Thomas Tew était, en effet, un personnage mystérieux, discret, méfiant, mais le Quartier-Maître ne l’avait jamais vu aller à l’encontre de l’option la plus raisonnable, surtout sans aucune contrainte apparente.

Le jour du départ arriva. Tout était prêt. Les soixante-dix âmes quittèrent Libertalia pour Newport, Rhode Island.

Ils levèrent l’ancre, sans le Fateh Mohammed – qui vint compléter la flotte du capitaine Henry Every –, et sans Mika – qui fut enfermé dans les cachots d’un des navires de Baldridge. Il avait été trahi. La paranoïa de Thomas Tew eut raison de lui : un homme admiré et estimé par son équipage ne pouvait qu’être une menace pour le maître incontesté de l’Amity.

Mika fut pendu le lendemain pour haute trahison et tentative de mutinerie à l’encontre d’un membre fondateur de la République des Pirates. Une poignée de secondes avant que la trappe ne s’ouvre, avant de sentir son cou se briser sous la gravité et la pression de la corde ; pendant qu’on lui lisait sa sentence, il entendit une information qui aurait pu changer le cours des événements. Mais dans ses derniers instants – et parce que la réalité du songe l’avait emportée sur lui – ces trois syllabes ne signifiaient rien.

_

Les jours suivants, Mika se réveilla dans les cachots de Libertalia. Sa vie s’était arrêtée, mais son existence perdura. Il hantait désormais le cœur de la forteresse. Cette trahison fit de lui un spectre, une ombre enchaînée à la cité. Un seul problème subsistait : cette vie n’était pas la sienne, ce n’était pas son identité, et ce n’était pas son fantôme.

Il observa la cité et son peuple ; pendant des mois, il observa leur quotidien. Des années plus tard, il contempla sa chute. Avec elle, il tomba dans l’oubli, car Libertalia, de par sa nature, resta un mythe, une utopie.

Dans son monde, Mika ne se réveilla jamais. Personne ne put expliquer ce qui lui était arrivé. Son fantôme, bien plus tard, découvrit la vérité : il revécut l’existence de quelqu’un d’autre. Quelqu’un qui, mort dans une injustice, resta prisonnier de ce monde.

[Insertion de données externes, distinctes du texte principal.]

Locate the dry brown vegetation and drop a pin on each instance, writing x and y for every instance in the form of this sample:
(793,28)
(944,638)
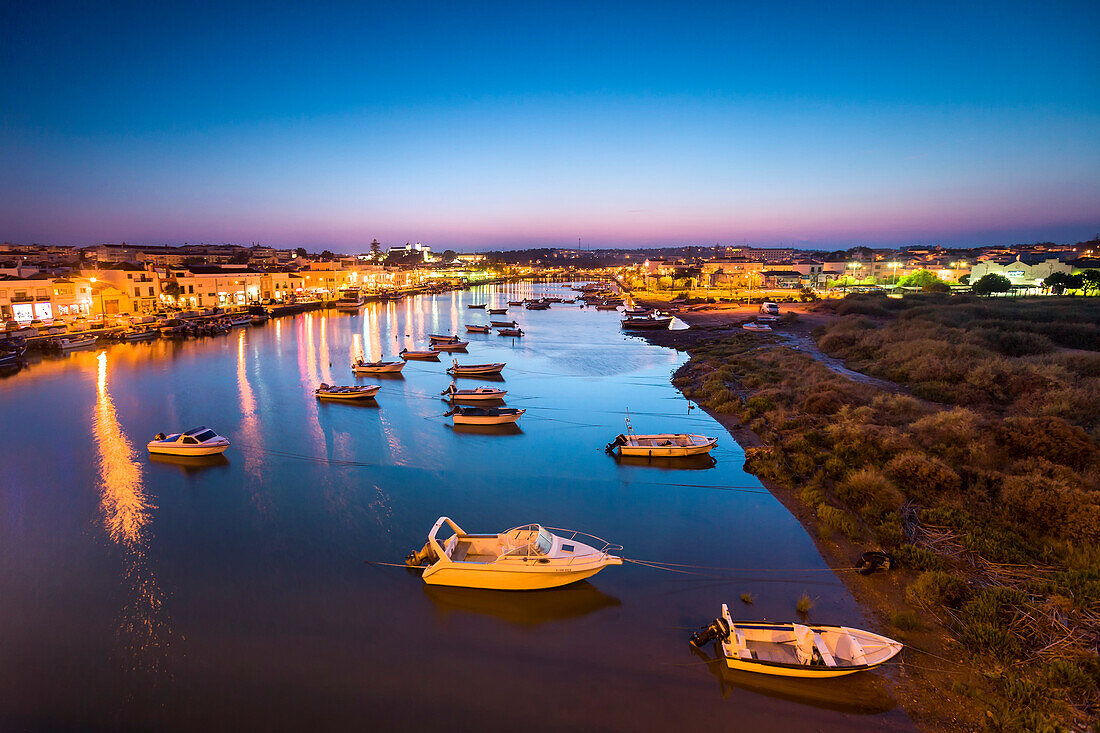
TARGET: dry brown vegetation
(985,483)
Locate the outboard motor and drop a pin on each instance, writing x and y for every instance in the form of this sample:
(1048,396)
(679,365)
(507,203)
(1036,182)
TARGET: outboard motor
(424,556)
(719,630)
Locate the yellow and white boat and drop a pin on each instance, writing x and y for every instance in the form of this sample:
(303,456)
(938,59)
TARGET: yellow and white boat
(530,557)
(790,649)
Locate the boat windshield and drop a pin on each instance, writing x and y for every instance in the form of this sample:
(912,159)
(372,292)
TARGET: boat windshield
(543,542)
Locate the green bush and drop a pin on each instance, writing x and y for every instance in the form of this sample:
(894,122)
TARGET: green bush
(936,588)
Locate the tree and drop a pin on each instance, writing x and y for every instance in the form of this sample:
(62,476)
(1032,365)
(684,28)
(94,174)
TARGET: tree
(921,279)
(1057,282)
(991,283)
(1090,281)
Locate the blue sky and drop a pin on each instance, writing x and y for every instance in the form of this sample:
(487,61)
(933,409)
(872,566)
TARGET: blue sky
(472,126)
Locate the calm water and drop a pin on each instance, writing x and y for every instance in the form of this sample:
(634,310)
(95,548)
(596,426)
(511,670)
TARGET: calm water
(139,593)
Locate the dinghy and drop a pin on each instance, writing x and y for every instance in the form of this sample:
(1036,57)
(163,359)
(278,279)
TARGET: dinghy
(475,394)
(380,367)
(449,346)
(648,321)
(196,441)
(666,445)
(474,370)
(484,415)
(425,356)
(790,649)
(358,392)
(530,557)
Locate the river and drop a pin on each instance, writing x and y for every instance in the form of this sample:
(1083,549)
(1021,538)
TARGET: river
(139,593)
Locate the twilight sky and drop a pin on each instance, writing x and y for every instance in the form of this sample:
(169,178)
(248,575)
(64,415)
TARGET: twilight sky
(504,124)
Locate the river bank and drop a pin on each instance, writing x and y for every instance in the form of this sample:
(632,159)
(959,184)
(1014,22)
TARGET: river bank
(866,462)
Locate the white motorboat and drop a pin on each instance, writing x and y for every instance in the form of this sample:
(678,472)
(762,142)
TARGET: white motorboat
(790,649)
(69,342)
(474,370)
(664,445)
(355,392)
(196,441)
(380,367)
(449,346)
(530,557)
(475,394)
(424,356)
(461,415)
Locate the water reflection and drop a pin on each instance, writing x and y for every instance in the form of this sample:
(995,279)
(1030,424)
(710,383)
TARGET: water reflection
(526,609)
(127,510)
(862,693)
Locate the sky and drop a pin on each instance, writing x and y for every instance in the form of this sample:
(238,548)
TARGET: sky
(512,124)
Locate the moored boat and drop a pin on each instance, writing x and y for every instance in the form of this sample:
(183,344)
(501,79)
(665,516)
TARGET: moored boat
(474,370)
(196,441)
(424,356)
(360,367)
(476,394)
(530,557)
(790,649)
(355,392)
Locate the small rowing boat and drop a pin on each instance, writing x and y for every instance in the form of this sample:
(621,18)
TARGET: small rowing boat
(790,649)
(530,557)
(474,370)
(358,392)
(380,367)
(424,356)
(476,394)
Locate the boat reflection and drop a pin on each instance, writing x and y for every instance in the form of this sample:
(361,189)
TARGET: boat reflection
(862,693)
(190,465)
(526,608)
(680,463)
(486,429)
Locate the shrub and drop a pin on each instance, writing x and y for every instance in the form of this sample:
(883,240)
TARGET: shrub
(935,588)
(920,476)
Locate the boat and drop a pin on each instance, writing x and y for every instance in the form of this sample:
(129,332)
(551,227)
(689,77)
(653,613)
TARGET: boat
(355,392)
(461,415)
(426,356)
(474,370)
(360,367)
(351,298)
(790,649)
(196,441)
(649,321)
(141,335)
(475,394)
(530,557)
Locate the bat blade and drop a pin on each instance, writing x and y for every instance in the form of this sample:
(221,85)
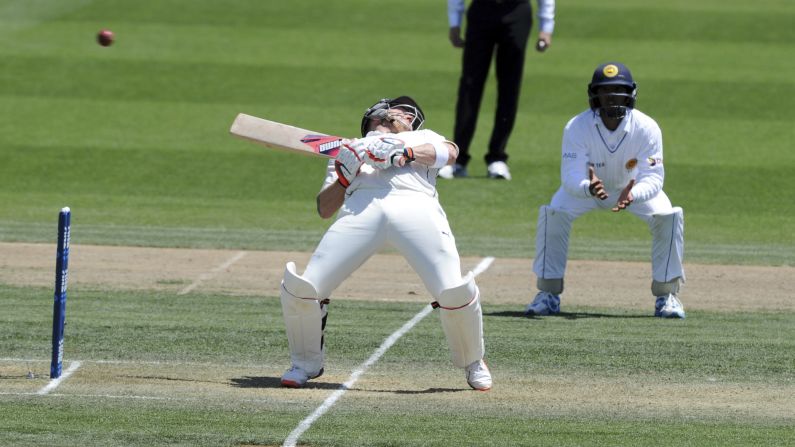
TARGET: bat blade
(285,137)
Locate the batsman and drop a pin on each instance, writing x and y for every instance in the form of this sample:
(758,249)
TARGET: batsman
(612,159)
(382,187)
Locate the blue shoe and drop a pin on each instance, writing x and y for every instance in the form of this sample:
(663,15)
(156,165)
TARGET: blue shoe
(668,306)
(544,303)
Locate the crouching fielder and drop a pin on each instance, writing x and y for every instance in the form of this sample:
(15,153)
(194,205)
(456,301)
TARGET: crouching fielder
(612,159)
(384,188)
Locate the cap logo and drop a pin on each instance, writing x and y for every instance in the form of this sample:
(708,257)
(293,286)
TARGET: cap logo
(610,71)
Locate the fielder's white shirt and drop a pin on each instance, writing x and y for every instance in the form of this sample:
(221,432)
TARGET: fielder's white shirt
(546,14)
(411,177)
(633,150)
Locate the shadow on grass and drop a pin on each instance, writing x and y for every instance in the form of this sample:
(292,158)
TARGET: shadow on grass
(566,315)
(276,382)
(426,391)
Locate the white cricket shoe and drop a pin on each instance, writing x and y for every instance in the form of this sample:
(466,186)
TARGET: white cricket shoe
(669,306)
(499,170)
(453,171)
(296,377)
(478,376)
(544,303)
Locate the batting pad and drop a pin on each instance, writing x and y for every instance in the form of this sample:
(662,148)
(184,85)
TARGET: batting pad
(552,243)
(462,321)
(303,317)
(668,245)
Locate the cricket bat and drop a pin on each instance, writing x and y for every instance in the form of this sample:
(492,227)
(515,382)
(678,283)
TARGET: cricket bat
(285,137)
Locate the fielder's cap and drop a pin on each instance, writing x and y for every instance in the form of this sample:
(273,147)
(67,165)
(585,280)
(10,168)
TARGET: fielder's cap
(612,73)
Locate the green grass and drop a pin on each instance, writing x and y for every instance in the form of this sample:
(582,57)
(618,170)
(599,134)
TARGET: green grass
(202,370)
(134,136)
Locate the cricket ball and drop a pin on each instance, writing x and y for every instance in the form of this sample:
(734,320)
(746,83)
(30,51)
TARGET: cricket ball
(105,37)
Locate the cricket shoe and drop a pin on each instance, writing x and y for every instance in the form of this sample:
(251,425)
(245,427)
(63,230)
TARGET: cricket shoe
(453,171)
(668,306)
(499,170)
(296,377)
(479,376)
(544,303)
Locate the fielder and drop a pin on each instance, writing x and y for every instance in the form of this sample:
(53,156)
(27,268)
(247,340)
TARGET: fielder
(612,159)
(384,188)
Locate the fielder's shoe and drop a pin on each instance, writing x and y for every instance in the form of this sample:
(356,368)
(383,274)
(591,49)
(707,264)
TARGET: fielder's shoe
(453,171)
(446,172)
(544,303)
(479,376)
(499,170)
(296,377)
(668,306)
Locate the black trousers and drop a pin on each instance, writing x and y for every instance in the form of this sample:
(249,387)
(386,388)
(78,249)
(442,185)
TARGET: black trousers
(501,26)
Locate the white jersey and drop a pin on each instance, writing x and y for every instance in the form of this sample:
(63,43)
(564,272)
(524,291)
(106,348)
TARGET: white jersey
(633,150)
(411,177)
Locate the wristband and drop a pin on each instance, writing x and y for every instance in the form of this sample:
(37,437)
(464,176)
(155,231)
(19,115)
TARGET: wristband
(409,154)
(442,155)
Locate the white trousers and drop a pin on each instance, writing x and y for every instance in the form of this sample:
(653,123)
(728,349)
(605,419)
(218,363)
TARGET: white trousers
(412,222)
(665,222)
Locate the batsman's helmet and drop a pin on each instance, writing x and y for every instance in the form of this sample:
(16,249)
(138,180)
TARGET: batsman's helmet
(379,111)
(613,73)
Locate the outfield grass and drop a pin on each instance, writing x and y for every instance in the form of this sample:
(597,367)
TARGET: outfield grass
(134,136)
(203,370)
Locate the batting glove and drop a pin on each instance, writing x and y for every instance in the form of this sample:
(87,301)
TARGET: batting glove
(387,151)
(348,162)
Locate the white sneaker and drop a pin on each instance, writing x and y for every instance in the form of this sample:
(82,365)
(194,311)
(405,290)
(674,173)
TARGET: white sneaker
(296,377)
(499,170)
(669,306)
(479,376)
(544,303)
(453,171)
(446,172)
(460,171)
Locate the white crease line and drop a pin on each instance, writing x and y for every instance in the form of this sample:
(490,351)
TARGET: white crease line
(55,382)
(205,276)
(304,425)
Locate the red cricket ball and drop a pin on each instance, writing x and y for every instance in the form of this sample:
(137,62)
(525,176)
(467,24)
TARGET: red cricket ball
(105,37)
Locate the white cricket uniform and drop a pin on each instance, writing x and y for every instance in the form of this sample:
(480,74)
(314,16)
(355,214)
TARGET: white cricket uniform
(633,151)
(395,206)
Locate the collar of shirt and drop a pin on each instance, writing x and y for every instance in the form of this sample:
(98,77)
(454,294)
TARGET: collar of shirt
(612,139)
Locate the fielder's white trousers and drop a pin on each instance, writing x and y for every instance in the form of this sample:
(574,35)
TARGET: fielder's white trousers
(412,222)
(665,224)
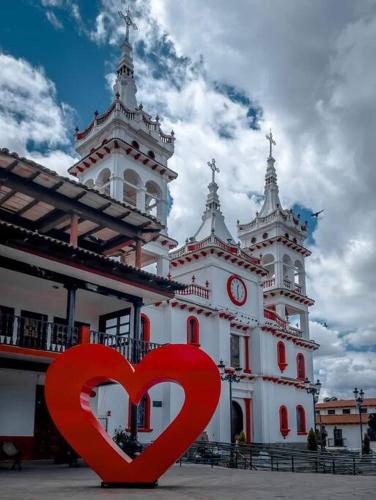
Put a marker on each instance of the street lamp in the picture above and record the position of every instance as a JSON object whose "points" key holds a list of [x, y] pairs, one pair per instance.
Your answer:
{"points": [[313, 389], [359, 398], [230, 375]]}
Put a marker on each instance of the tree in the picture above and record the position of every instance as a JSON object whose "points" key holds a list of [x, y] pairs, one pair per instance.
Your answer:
{"points": [[312, 440], [366, 448]]}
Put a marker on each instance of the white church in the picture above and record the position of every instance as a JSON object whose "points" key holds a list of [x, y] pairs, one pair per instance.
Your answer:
{"points": [[75, 260], [243, 294]]}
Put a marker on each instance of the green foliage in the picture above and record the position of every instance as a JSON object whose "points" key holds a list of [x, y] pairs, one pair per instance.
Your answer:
{"points": [[366, 448], [312, 440]]}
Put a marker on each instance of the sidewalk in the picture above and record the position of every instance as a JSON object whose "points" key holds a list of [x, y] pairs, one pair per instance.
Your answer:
{"points": [[181, 483]]}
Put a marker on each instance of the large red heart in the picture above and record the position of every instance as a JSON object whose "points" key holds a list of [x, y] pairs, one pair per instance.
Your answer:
{"points": [[71, 378]]}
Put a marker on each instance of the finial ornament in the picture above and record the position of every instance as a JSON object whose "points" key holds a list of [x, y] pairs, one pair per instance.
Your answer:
{"points": [[213, 168], [129, 23], [271, 140]]}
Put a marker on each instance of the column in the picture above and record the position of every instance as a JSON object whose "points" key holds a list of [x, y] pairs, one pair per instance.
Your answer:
{"points": [[247, 368], [135, 355], [280, 309], [141, 202], [117, 179], [248, 420], [163, 266], [73, 237], [71, 312]]}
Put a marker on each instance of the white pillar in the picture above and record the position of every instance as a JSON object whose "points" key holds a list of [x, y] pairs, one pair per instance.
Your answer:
{"points": [[141, 198], [163, 266]]}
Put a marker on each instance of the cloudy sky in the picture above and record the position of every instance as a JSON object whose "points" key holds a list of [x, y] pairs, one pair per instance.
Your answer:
{"points": [[221, 74]]}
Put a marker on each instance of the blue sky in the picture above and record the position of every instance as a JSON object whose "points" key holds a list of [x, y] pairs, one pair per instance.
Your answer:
{"points": [[220, 77], [70, 59]]}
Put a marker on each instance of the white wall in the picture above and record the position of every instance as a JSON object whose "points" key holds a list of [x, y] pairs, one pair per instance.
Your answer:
{"points": [[17, 401]]}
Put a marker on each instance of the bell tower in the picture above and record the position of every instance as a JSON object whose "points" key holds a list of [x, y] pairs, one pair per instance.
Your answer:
{"points": [[124, 154], [276, 236]]}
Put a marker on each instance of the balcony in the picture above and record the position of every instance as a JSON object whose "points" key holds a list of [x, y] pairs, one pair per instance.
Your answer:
{"points": [[38, 335], [271, 283], [338, 442], [283, 324], [197, 290]]}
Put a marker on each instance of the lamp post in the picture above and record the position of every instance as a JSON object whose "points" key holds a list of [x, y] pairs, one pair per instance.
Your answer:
{"points": [[313, 389], [230, 375], [359, 398]]}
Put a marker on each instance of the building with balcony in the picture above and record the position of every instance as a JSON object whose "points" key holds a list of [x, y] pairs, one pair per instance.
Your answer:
{"points": [[74, 253], [59, 286], [345, 422]]}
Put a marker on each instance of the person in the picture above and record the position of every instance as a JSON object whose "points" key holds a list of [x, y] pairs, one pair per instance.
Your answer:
{"points": [[323, 436]]}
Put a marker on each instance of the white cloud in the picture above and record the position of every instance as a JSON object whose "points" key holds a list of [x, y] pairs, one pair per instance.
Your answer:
{"points": [[31, 118], [309, 65], [54, 20]]}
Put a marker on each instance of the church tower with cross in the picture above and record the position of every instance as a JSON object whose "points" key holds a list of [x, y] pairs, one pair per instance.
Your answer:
{"points": [[124, 153], [276, 236]]}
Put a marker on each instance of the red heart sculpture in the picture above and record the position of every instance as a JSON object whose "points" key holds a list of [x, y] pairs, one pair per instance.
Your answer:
{"points": [[72, 376]]}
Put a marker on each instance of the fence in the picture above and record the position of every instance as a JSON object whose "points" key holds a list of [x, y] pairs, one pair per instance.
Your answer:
{"points": [[278, 458]]}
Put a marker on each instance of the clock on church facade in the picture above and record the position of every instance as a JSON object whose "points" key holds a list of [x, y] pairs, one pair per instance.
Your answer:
{"points": [[237, 290]]}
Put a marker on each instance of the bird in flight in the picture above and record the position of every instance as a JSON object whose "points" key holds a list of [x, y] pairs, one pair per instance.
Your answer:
{"points": [[316, 214]]}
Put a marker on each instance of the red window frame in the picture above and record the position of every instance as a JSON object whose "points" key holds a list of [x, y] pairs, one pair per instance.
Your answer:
{"points": [[300, 366], [193, 339], [281, 355], [284, 421], [146, 427], [301, 419], [145, 327]]}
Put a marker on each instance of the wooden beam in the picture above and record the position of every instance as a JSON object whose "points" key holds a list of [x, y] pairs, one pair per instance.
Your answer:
{"points": [[67, 204]]}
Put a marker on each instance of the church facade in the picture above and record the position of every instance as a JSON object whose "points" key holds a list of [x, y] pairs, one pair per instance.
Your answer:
{"points": [[245, 301]]}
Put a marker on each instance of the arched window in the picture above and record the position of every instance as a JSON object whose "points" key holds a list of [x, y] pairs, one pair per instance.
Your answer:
{"points": [[281, 355], [152, 199], [300, 366], [193, 331], [300, 420], [103, 183], [145, 328], [143, 414], [131, 187], [288, 271], [283, 421]]}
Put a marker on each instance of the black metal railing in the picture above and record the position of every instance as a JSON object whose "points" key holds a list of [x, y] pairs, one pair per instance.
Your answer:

Il nous est impossible d’expliquer la totalité du phénomène, mais on raconte qu’il ne se produit qu’une fois tous les cent ans. Le seul moyen d’en réchapper était de connaître l’identité du spectre et de crier son nom.

Mika avait entendu ces trois syllabes une seule fois ; il découvrit l’identité de ce pirate – dont l’esprit fut torturé pendant des siècles – au moment de son exécution.

Le temps passa, effaçant peu à peu histoires, légendes, mythes et mémoires.

Après plusieurs siècles, Mika sut ce qu’il fallait faire, mais non quel nom appeler.

Si un jour vous vous promenez dans la Baie d’Antongila ou sur l’île de Sainte-Marie, à la recherche d’une république perdue, et que vous croisez les esprits d’une époque révolue, pensez à leur demander leurs noms. Et si vous retrouvez Libertalia… dans ses cachots se cache un prisonnier à qui vous pourriez rendre la liberté en prononçant ces trois syllabes : John Ireland.